In [25]:
import pandas as pd
import numpy as np
from sklearn.neighbors import NearestNeighbors
from sklearn.preprocessing import MinMaxScaler
from scipy.sparse.linalg import svds

# Sample dataset
data = {
    'user_id': [1,1,1,2,2,3,3,3,4,4,5,5,5,6,6],
    'movie_id': [101,102,103,101,103,102,103,104,101,102,102,103,104,101,104],
    'rating': [5,4,3,4,5,2,4,4,3,4,5,3,5,4,5]
}
df = pd.DataFrame(data)

# Create user-movie matrix
user_movie_matrix = df.pivot_table(index='user_id', columns='movie_id', values='rating').fillna(0)

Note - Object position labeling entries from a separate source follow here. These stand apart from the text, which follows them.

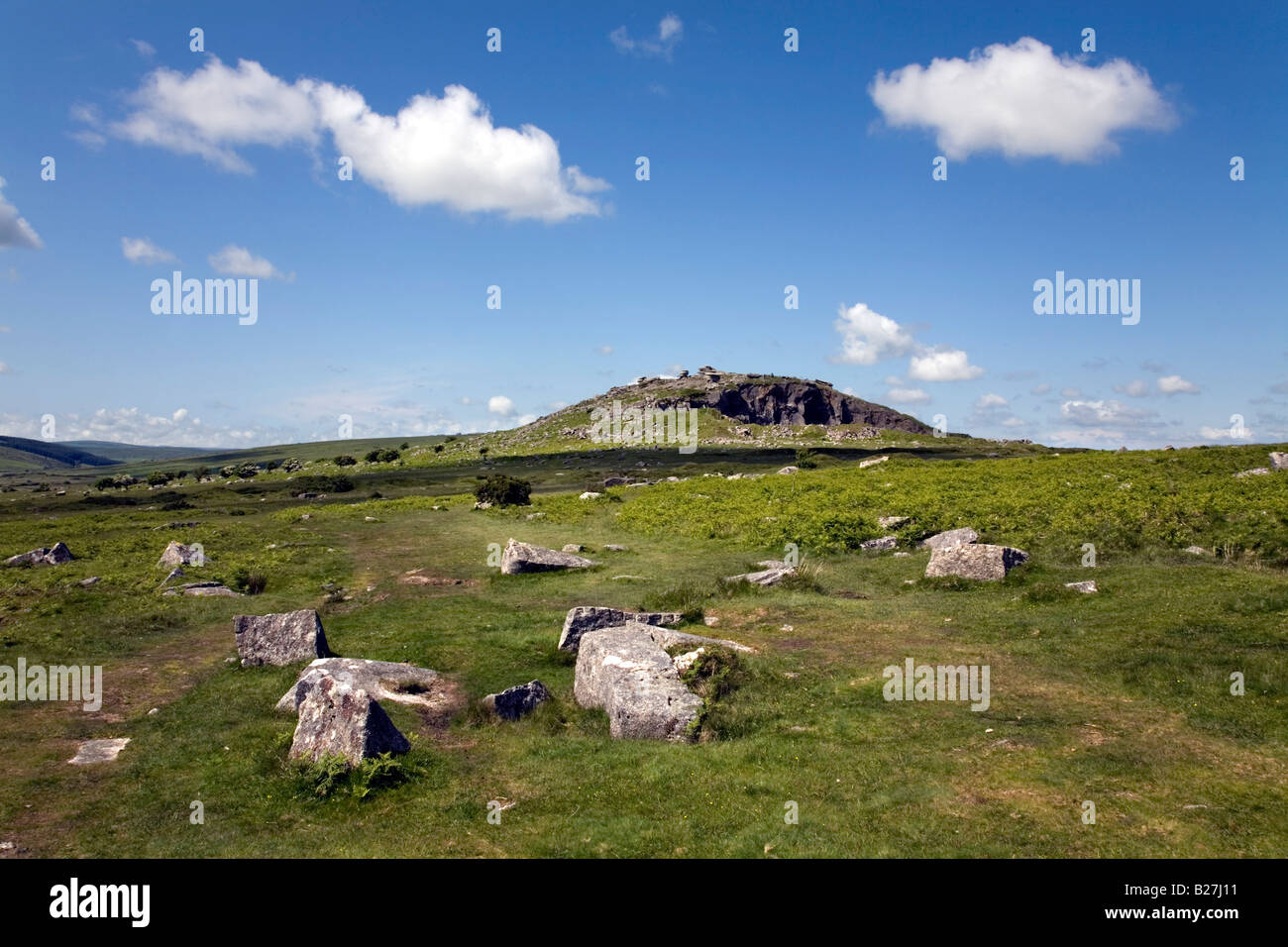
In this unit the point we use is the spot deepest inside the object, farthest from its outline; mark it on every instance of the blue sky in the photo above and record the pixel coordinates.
(767, 169)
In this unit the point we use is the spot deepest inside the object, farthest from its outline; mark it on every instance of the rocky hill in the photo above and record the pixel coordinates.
(771, 399)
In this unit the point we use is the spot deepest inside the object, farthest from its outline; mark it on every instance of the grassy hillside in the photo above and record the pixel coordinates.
(1122, 697)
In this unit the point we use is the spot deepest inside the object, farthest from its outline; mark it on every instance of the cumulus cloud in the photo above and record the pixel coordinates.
(1022, 101)
(670, 31)
(1231, 433)
(943, 364)
(1102, 412)
(1133, 389)
(867, 338)
(907, 395)
(237, 261)
(1175, 384)
(436, 150)
(14, 230)
(143, 250)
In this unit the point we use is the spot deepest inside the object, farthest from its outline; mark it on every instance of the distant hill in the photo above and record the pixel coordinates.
(129, 454)
(26, 454)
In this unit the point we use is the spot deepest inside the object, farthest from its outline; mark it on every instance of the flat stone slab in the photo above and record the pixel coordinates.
(516, 701)
(55, 554)
(880, 544)
(627, 673)
(584, 618)
(179, 554)
(772, 574)
(279, 639)
(523, 557)
(98, 751)
(384, 681)
(952, 538)
(979, 562)
(338, 720)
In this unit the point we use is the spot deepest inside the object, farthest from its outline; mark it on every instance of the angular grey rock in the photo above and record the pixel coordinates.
(55, 554)
(584, 618)
(516, 701)
(980, 562)
(523, 557)
(336, 720)
(952, 538)
(630, 676)
(880, 544)
(384, 681)
(179, 554)
(98, 751)
(279, 639)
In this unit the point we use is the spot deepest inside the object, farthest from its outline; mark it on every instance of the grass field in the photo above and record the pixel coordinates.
(1120, 698)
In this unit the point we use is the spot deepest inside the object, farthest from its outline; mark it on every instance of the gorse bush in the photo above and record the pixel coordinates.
(1164, 500)
(502, 489)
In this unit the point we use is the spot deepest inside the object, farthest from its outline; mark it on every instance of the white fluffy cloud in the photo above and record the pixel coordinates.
(14, 230)
(943, 365)
(1022, 101)
(1102, 412)
(1133, 389)
(143, 250)
(433, 151)
(907, 395)
(867, 338)
(1175, 384)
(237, 261)
(670, 31)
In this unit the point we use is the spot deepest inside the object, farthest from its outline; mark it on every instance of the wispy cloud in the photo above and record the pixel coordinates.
(670, 31)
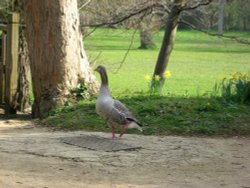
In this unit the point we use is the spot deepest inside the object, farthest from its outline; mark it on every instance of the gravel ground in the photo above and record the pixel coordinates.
(35, 157)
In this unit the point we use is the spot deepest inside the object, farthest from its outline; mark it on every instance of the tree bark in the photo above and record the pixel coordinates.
(167, 44)
(146, 36)
(22, 95)
(221, 17)
(58, 61)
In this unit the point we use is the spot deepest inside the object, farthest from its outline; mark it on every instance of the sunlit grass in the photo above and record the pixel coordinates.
(196, 62)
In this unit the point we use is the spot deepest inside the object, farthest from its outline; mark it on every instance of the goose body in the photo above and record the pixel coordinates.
(114, 112)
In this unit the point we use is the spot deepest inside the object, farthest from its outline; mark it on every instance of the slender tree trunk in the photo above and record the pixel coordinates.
(58, 61)
(221, 17)
(22, 95)
(167, 44)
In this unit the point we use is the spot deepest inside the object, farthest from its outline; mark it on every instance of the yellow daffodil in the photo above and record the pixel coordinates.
(167, 74)
(224, 79)
(245, 77)
(147, 77)
(157, 77)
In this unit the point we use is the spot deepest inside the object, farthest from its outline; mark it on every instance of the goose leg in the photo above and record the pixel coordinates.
(124, 128)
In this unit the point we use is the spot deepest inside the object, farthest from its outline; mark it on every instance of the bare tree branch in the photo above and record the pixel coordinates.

# Normalize ratings using MinMaxScaler
scaler = MinMaxScaler()
normalized_ratings = scaler.fit_transform(user_movie_matrix)
normalized_df = pd.DataFrame(normalized_ratings,
                             index=user_movie_matrix.index,
                             columns=user_movie_matrix.columns)

# Build KNN model
model_knn = NearestNeighbors(metric='cosine', algorithm='brute')
model_knn.fit(normalized_df)

# Function to get recommendations using KNN
def get_movie_recommendations(user_id, n_recommendations=3):
    distances, indices = model_knn.kneighbors(
        normalized_df.loc[user_id].values.reshape(1, -1),
        n_neighbors=n_recommendations+1
    )
    similar_users = normalized_df.iloc[indices.flatten()[1:]]
    recommended_scores = similar_users.mean(axis=0).sort_values(ascending=False)

    user_rated = df[df['user_id'] == user_id]['movie_id']
    recommended_scores = recommended_scores[~recommended_scores.index.isin(user_rated)]
    return recommended_scores.head(n_recommendations)

# Get KNN recommendations for user 1
print("Top recommendations using KNN for user 1:")
recommendations = get_movie_recommendations(1)
for movie_id, score in recommendations.items():
    print(f"Movie {movie_id} (recommendation score: {score:.2f})")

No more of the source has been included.